“…Doet u waar u goed in bent en laat de rest aan ons over…”
Waar gaat het over? Op het einde van het jaar bepaalt u de voorraad goederen die in uw bedrijf aanwezig is. Dit doet u door te inventariseren (tellen). Deze zgn. eindvoorraad wordt meestal tegen de historische kostprijs gewaardeerd, tenzij u andere waarderingsmethodes hanteert (bijv. lifo of fifo).
Tip. Overleg met uw adviseur of uw waarderingsmethode nog wel up-to-date is. De getelde voorraad x de kostprijs staat in de balanspost ‘voorraden’. Tip. Als blijkt dat de voorraad minder waard is dan de kostprijs, dan mag u die afwaarderen naar de lagere marktwaarde. Door uw voorraad dit jaar af te waarderen, neemt uw winst in 2016 dus af. Dit levert u, weliswaar minimaal, rente- en liquiditeitsvoordeel. Hoe doet u dit fiscaal juist?

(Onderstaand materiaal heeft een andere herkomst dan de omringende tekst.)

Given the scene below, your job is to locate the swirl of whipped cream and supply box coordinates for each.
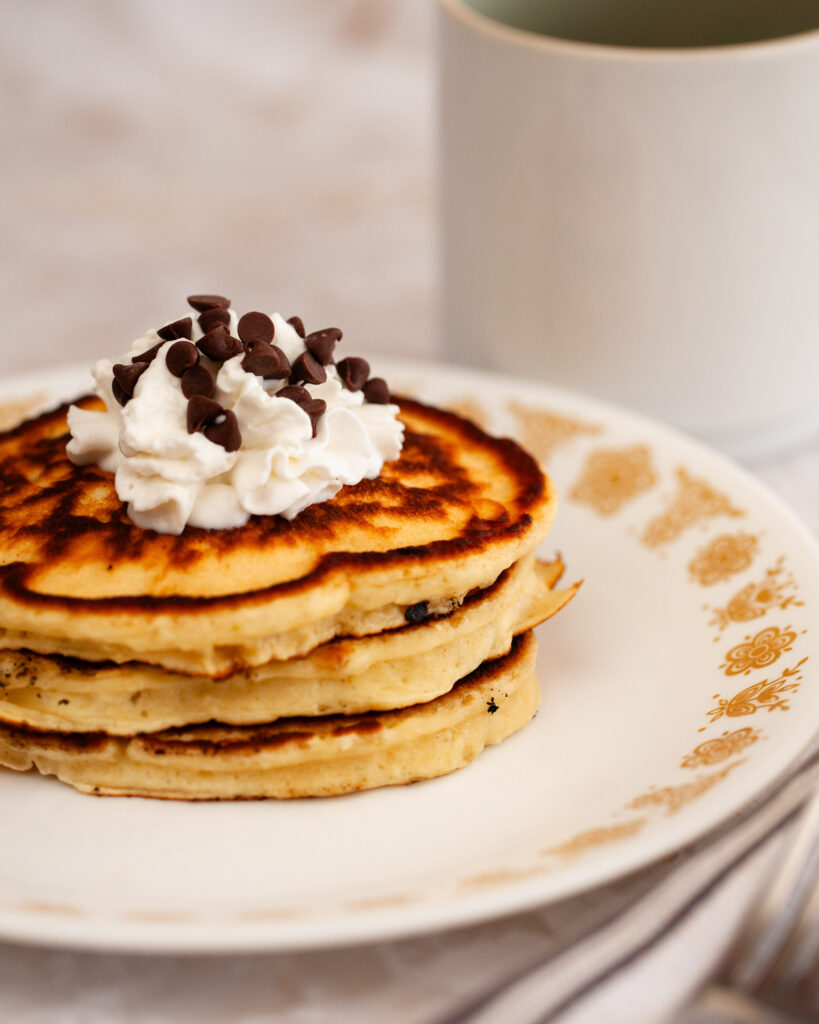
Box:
[67,311,403,535]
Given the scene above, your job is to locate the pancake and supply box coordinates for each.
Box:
[0,559,577,735]
[0,398,556,676]
[0,632,540,800]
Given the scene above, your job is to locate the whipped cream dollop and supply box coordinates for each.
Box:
[67,299,403,535]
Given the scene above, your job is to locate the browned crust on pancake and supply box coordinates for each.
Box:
[0,396,547,615]
[0,633,530,756]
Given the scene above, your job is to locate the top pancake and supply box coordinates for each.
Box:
[0,397,556,649]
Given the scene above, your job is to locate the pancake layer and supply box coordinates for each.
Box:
[0,632,540,800]
[0,398,556,674]
[0,559,576,735]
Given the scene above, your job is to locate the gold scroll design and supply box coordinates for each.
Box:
[628,758,745,817]
[541,818,647,857]
[507,399,603,464]
[720,626,798,676]
[688,534,760,587]
[569,444,657,516]
[706,555,805,632]
[700,657,808,732]
[640,466,745,548]
[680,726,762,768]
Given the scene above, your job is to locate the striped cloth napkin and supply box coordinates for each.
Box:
[443,737,819,1024]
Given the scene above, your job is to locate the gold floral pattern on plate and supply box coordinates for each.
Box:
[641,466,745,548]
[680,726,763,768]
[720,626,798,676]
[569,444,657,516]
[507,399,603,463]
[709,556,804,632]
[629,758,745,817]
[700,657,808,731]
[688,534,760,587]
[541,818,647,857]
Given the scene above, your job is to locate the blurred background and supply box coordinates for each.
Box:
[0,0,437,373]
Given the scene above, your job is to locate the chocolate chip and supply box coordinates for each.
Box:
[290,352,327,384]
[362,377,390,406]
[187,295,230,313]
[236,312,275,345]
[299,398,327,437]
[403,601,429,626]
[111,381,131,406]
[304,327,341,367]
[187,394,224,434]
[275,384,327,437]
[275,384,310,406]
[114,362,147,406]
[205,410,242,452]
[288,316,304,338]
[157,316,193,341]
[182,364,216,398]
[198,309,230,334]
[242,342,290,380]
[197,324,244,362]
[165,341,199,377]
[131,341,165,362]
[336,355,370,391]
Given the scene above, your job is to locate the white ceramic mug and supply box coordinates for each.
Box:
[439,0,819,456]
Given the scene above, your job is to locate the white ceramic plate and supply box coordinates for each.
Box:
[0,360,819,951]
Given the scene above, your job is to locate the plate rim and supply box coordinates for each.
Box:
[0,353,819,954]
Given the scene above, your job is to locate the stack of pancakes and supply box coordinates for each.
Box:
[0,398,575,800]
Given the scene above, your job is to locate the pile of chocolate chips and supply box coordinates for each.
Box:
[113,295,390,452]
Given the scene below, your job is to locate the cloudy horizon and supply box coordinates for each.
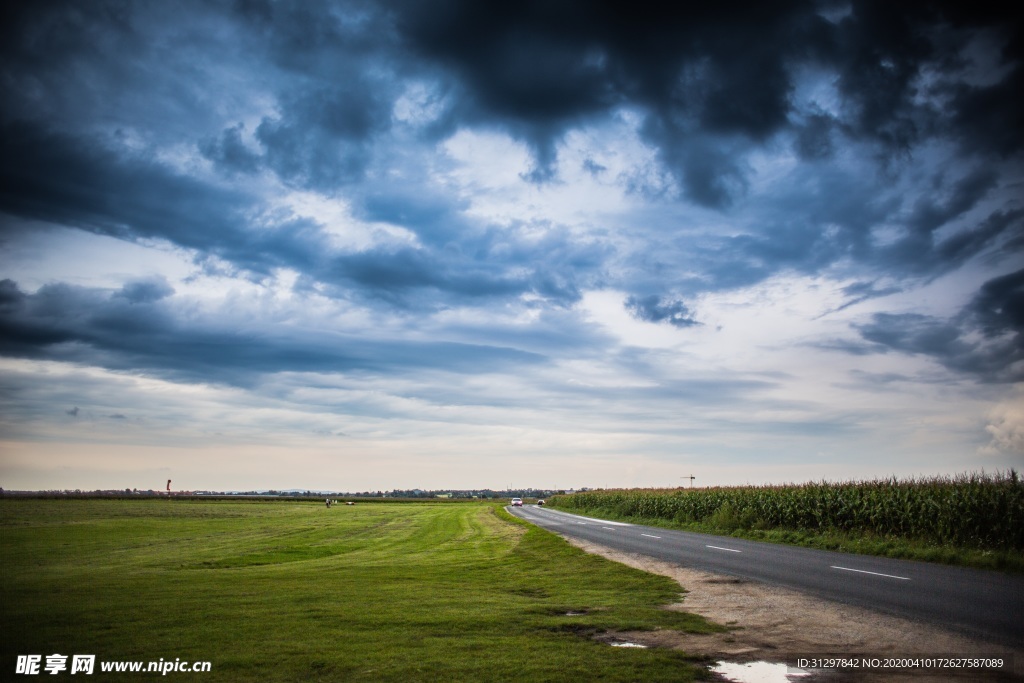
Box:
[0,0,1024,490]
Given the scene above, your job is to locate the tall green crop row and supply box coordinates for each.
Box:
[552,470,1024,550]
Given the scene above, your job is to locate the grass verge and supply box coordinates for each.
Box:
[0,500,719,681]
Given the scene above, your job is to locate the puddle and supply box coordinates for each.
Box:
[711,661,811,683]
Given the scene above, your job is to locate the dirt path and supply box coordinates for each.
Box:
[566,539,1024,683]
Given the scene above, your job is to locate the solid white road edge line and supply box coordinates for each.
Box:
[831,564,910,581]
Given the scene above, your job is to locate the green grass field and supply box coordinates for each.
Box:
[0,499,717,683]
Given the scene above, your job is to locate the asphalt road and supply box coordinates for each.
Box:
[509,505,1024,647]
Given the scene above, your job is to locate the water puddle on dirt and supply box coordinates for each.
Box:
[711,661,812,683]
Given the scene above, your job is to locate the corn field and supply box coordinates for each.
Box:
[550,470,1024,551]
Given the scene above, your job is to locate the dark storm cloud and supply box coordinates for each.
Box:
[625,294,700,328]
[0,0,1024,327]
[0,280,545,386]
[0,122,587,305]
[115,275,174,303]
[859,270,1024,382]
[387,0,1024,201]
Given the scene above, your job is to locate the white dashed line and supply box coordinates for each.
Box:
[833,564,910,581]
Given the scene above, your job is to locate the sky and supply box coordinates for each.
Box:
[0,0,1024,492]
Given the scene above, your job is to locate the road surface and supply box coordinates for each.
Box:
[509,505,1024,647]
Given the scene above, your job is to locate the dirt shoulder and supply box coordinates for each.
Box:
[566,539,1024,683]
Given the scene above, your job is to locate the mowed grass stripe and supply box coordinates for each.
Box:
[0,499,716,681]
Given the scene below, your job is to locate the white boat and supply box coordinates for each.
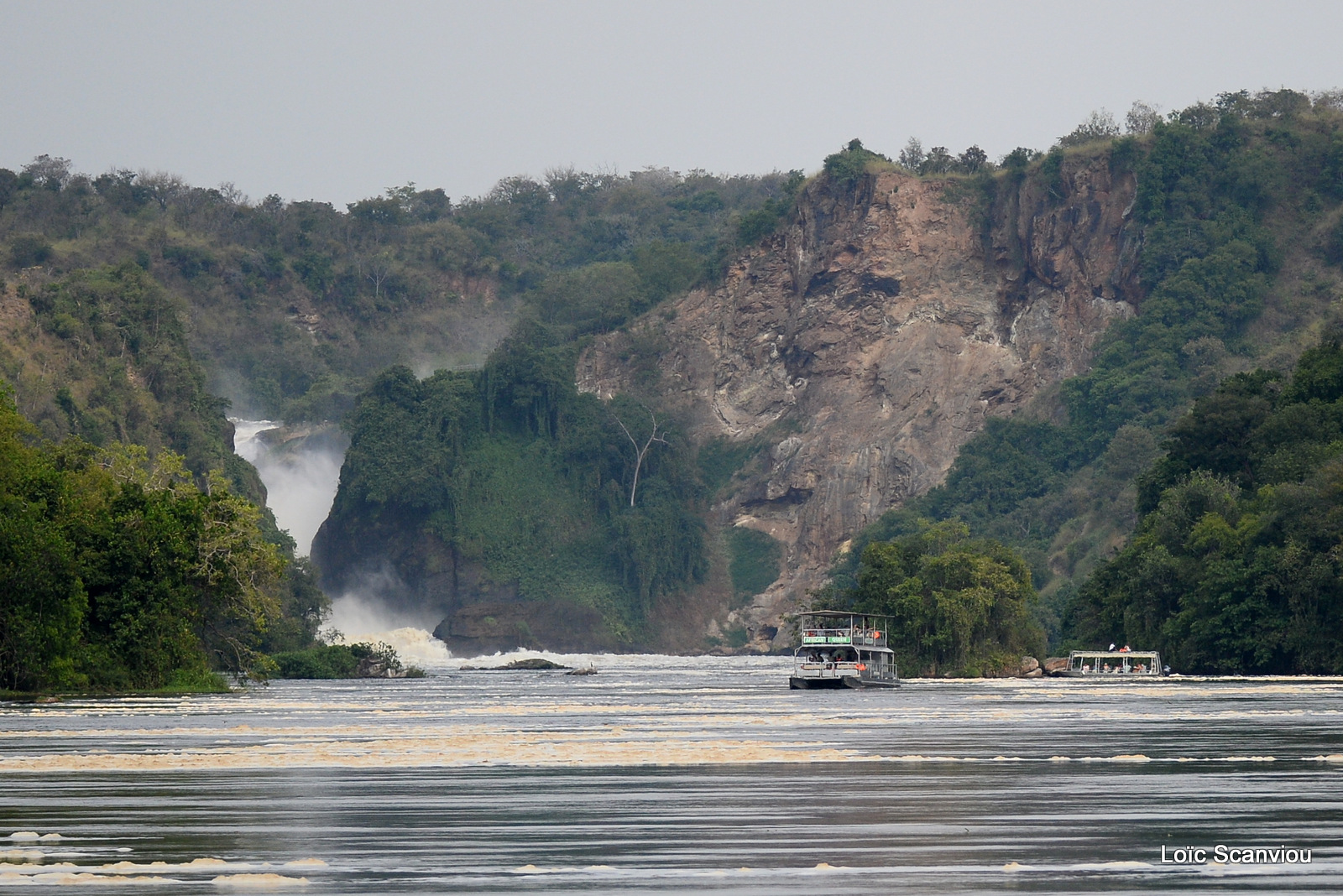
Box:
[1056,650,1170,681]
[788,610,900,690]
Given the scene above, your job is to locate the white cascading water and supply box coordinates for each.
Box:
[233,419,524,668]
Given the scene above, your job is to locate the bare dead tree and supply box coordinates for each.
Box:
[611,410,667,507]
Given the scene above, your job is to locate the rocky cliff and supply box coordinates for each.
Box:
[577,157,1140,647]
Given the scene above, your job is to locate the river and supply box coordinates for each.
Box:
[0,654,1343,894]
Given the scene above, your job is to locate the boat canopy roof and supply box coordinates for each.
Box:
[797,610,891,620]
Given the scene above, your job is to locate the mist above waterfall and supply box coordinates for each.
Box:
[233,419,345,555]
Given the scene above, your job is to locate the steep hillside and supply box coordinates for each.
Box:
[577,91,1343,645]
[577,152,1139,643]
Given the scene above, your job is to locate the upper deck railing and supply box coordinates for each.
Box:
[802,625,886,647]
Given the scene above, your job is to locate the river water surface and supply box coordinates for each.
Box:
[0,652,1343,894]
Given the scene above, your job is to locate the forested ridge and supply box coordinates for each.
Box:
[0,145,802,665]
[0,392,325,690]
[0,90,1343,675]
[834,91,1343,672]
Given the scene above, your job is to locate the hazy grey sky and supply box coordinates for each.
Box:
[0,0,1343,204]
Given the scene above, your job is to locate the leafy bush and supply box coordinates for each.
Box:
[817,520,1043,675]
[728,526,783,601]
[9,233,52,267]
[1073,333,1343,674]
[822,138,891,188]
[0,394,291,690]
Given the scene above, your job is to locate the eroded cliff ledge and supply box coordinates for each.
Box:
[577,157,1139,643]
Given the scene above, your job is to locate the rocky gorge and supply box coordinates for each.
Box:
[576,154,1142,649]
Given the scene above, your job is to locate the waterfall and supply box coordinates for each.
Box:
[230,419,345,555]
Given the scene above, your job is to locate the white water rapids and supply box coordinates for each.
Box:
[233,419,452,654]
[0,670,1343,896]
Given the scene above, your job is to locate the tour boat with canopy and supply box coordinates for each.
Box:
[1058,648,1168,681]
[788,610,900,690]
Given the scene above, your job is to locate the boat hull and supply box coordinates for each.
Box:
[1050,669,1166,683]
[788,675,900,690]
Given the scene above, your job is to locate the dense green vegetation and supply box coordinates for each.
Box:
[270,641,425,679]
[1074,331,1343,674]
[0,393,322,690]
[728,526,783,601]
[815,520,1045,676]
[0,155,801,426]
[834,91,1343,657]
[318,354,705,641]
[0,150,803,647]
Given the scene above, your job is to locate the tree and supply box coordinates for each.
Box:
[23,153,70,190]
[956,146,989,175]
[822,520,1043,675]
[1124,101,1162,134]
[611,410,667,507]
[136,170,191,212]
[1058,109,1119,148]
[896,137,925,172]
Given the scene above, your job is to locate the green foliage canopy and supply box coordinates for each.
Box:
[1073,333,1343,674]
[817,520,1043,675]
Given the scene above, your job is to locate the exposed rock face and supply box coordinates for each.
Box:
[577,159,1139,643]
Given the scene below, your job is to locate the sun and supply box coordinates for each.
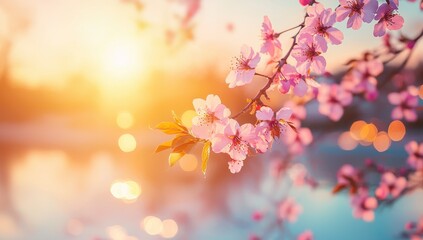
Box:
[102,40,144,84]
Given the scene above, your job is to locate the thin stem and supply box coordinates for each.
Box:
[232,13,308,119]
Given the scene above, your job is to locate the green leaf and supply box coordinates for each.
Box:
[169,152,185,167]
[155,140,173,153]
[201,141,211,175]
[156,122,185,134]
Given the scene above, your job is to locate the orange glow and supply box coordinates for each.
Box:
[373,131,391,152]
[181,110,197,128]
[143,216,163,235]
[118,133,137,152]
[110,181,141,202]
[388,120,406,142]
[66,219,84,237]
[160,219,178,238]
[0,214,18,239]
[116,112,134,129]
[338,132,358,151]
[179,154,198,172]
[350,120,366,140]
[360,123,378,142]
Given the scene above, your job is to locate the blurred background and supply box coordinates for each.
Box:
[0,0,423,240]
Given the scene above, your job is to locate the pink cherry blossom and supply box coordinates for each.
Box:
[388,87,419,122]
[292,33,327,75]
[405,141,423,170]
[375,172,407,200]
[302,3,344,45]
[373,3,404,37]
[317,84,353,121]
[228,160,244,173]
[273,64,308,97]
[260,16,282,56]
[191,94,231,139]
[351,189,378,222]
[278,197,303,222]
[251,211,263,222]
[256,106,292,138]
[226,45,260,88]
[341,55,383,101]
[336,164,361,187]
[297,230,314,240]
[299,0,314,6]
[336,0,378,30]
[283,128,313,154]
[211,119,256,162]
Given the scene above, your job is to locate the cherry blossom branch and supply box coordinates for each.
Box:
[232,13,308,119]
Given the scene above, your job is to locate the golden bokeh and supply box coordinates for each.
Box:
[160,219,178,238]
[116,111,134,129]
[338,131,358,151]
[143,216,163,235]
[388,120,406,142]
[110,181,141,202]
[118,133,137,152]
[350,120,367,140]
[179,154,198,172]
[373,131,391,152]
[360,123,378,142]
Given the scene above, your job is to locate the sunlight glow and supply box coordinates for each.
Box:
[179,154,198,172]
[116,112,134,129]
[143,216,163,235]
[118,133,137,152]
[373,131,391,152]
[338,131,358,151]
[160,219,178,238]
[103,41,143,82]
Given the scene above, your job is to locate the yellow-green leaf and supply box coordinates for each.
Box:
[201,141,211,175]
[155,140,173,153]
[169,152,185,167]
[156,122,185,134]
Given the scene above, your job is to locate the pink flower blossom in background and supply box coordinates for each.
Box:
[228,160,244,173]
[317,84,353,121]
[351,189,378,222]
[191,94,231,139]
[341,57,383,100]
[292,33,327,75]
[283,128,313,154]
[284,101,307,128]
[211,119,255,162]
[373,3,404,37]
[336,164,361,186]
[251,211,263,222]
[256,106,292,138]
[405,141,423,170]
[375,172,407,200]
[336,0,378,30]
[278,197,303,222]
[297,230,314,240]
[299,0,314,6]
[273,64,308,97]
[260,16,282,56]
[226,45,260,88]
[252,106,292,153]
[302,3,344,45]
[388,87,419,122]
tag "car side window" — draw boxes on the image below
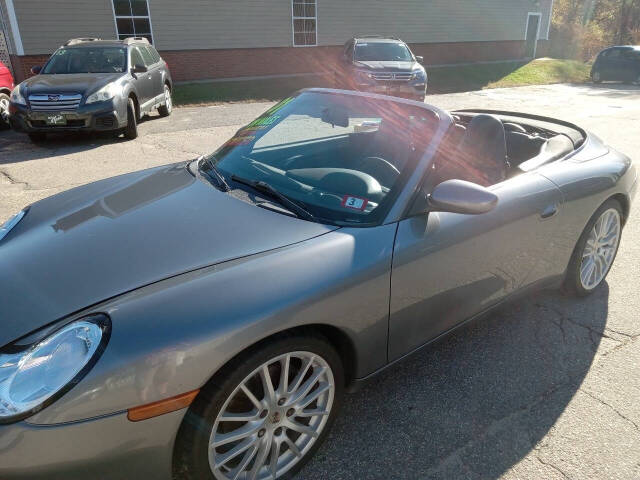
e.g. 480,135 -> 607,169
139,47 -> 156,67
342,42 -> 353,59
131,47 -> 144,67
147,45 -> 160,63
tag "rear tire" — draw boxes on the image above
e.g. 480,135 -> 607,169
27,132 -> 47,143
124,98 -> 138,140
158,85 -> 173,117
0,93 -> 9,130
174,335 -> 344,480
563,199 -> 623,297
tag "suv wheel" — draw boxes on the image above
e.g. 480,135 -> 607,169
591,70 -> 602,83
0,93 -> 9,130
124,98 -> 138,140
158,85 -> 173,117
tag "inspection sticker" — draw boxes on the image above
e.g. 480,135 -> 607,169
342,195 -> 369,210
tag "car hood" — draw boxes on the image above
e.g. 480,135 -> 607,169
21,73 -> 123,95
356,61 -> 422,72
0,164 -> 337,346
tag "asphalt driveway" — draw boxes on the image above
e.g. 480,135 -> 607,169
0,84 -> 640,480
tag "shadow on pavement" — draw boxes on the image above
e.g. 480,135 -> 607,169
300,284 -> 609,480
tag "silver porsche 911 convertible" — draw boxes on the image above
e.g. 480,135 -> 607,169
0,89 -> 638,480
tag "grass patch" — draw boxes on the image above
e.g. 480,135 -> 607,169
428,58 -> 591,93
173,75 -> 332,105
173,58 -> 591,105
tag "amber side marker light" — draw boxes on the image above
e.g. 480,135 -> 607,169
127,389 -> 200,422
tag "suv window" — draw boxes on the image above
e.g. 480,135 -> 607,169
131,47 -> 144,67
41,47 -> 127,75
354,42 -> 413,62
138,46 -> 156,67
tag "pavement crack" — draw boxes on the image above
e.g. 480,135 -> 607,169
0,170 -> 29,188
536,456 -> 571,480
578,388 -> 640,432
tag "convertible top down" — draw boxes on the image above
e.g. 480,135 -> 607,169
0,89 -> 638,480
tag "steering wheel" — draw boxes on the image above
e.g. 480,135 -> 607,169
356,157 -> 400,188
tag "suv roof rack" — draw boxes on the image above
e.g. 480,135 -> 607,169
353,33 -> 402,42
64,37 -> 102,47
123,37 -> 151,45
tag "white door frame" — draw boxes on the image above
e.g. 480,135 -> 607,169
524,12 -> 542,58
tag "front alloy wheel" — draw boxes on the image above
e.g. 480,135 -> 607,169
209,352 -> 335,480
174,337 -> 344,480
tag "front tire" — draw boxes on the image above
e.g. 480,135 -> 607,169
591,70 -> 602,83
174,336 -> 344,480
564,199 -> 622,297
158,85 -> 173,117
124,98 -> 138,140
0,93 -> 9,130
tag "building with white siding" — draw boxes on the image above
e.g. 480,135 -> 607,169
0,0 -> 553,81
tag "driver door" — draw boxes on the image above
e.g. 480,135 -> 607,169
389,173 -> 566,361
131,47 -> 154,106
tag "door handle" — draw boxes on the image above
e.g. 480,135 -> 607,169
540,205 -> 558,220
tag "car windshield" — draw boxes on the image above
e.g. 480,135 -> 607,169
41,47 -> 127,75
354,42 -> 413,62
208,92 -> 438,224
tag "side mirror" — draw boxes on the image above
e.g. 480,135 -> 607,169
427,180 -> 498,215
131,64 -> 147,73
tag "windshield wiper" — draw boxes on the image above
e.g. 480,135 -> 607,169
231,175 -> 316,221
198,155 -> 231,192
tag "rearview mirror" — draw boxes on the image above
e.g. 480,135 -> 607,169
131,63 -> 147,73
427,180 -> 498,215
321,107 -> 349,128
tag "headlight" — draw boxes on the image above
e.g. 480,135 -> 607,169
356,70 -> 374,85
0,210 -> 27,240
413,69 -> 427,82
84,83 -> 122,103
9,85 -> 27,105
0,315 -> 110,424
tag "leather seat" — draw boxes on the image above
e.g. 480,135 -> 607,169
448,114 -> 509,187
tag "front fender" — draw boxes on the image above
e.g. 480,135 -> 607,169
28,224 -> 396,424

U mag uw voorraad afwaarderen als duidelijk is dat u de door u betaalde kostprijs er niet meer voor krijgt. Dit kan allerlei oorzaken hebben:
Aannemelijk maken. De Belastingdienst is geïnteresseerd in de waarde van uw voorraad. Dat is nogal logisch, want een afwaardering van de voorraad heeft een daling van de (jaar)winst tot gevolg, vandaar dat u niet zomaar klakkeloos voorraad mag afwaarderen. U moet de waardedaling kunnen onderbouwen.
Documentatie bewaren. Vaak kunt u al aan de hand van uw inkoopvoorraad en verkoopadministratie inzicht verkrijgen in de mate van incourantheid. Bewaar alles wat de afwaardering onderbouwt.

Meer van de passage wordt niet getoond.